2. The steel structure frame weld hardness testing device according to claim 1, characterized in that: The reciprocating transmission assembly includes a reciprocating group and a transmission group, and a suspension frame (311) is fixed to the inner top of the fixed cover (33); The reciprocating assembly is installed between the suspension frame (311) and the glue applicator (37), and the transmission assembly is located between the movable cover (34) and the reciprocating assembly; When the movable cover (34) squeezes the steel structure frame, the movable cover (34) drives the reciprocating group to move the glue-applying rod (37) parallel to the probe surface of the detection probe (31) through the transmission group.

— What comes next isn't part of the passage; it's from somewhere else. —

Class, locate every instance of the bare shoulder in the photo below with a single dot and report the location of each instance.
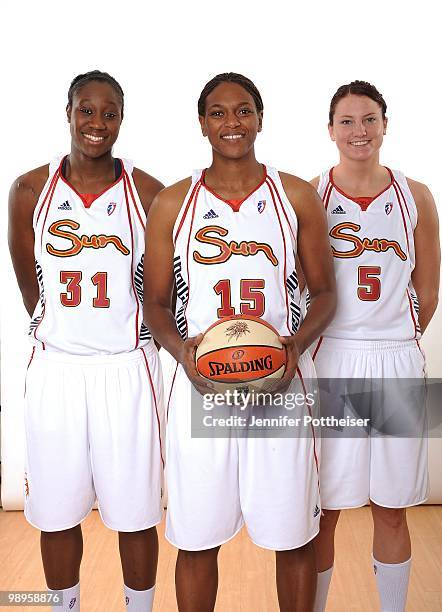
(28, 187)
(147, 187)
(296, 188)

3. The steel structure frame weld hardness testing device according to claim 2, characterized in that: The reciprocating assembly includes a threaded rod (383), a guide slide rod (382), a slider (384), and a lifting connector; The threaded rod (383) and the guide slide rod (382) are both horizontally rotatably mounted on the suspension frame (311). The slider (384) is provided with a threaded hole (38402) that is adapted to the thread of the threaded rod (383) and a guide slide hole (38401) that is adapted to the sliding of the guide slide rod (382). The guide slide rod (382) is connected to the transmission assembly. The glue applicator (37) is connected to the slider (384) through a lifting connector.
4. The steel structure frame weld hardness testing device according to claim 3, characterized in that: The lifting connector includes a lifting rod (381) and an elastic tension member (385); The slider (384) is provided with a limiting sliding hole (38403) through which the lifting rod (381) slides vertically. The bottom end of the lifting rod (381) is fixed to the glue applicator (37), and the elastic tension member (385) is vertically fixed between the top end of the lifting rod (381) and the slider (384).
5. The steel structure frame weld hardness testing device according to claim 4, characterized in that: One end of the hose (310) is fixedly connected to the pump end of the gel storage tank (32), and the other end of the hose (310) passes through the lifting rod (381) from top to bottom and is fixedly connected to the glue applicator (37).
6. The steel structure frame weld hardness testing device according to claim 3, characterized in that: The transmission assembly includes a transmission gear (36) and a transmission rack (39); The transmission gear (36) is coaxially fixed to the end of the threaded rod (383), and the transmission rack (39) is vertically fixed to the inner wall of the movable cover (34). The transmission rack (39) meshes with the transmission gear (36).
7. The steel structure frame weld hardness testing device according to claim 1, characterized in that: The overflow hole is located on one side of the translational direction during the application of glue by the glue applicator (37), and the lower end of the glue applicator (37) is provided with a glue-laying groove (3701).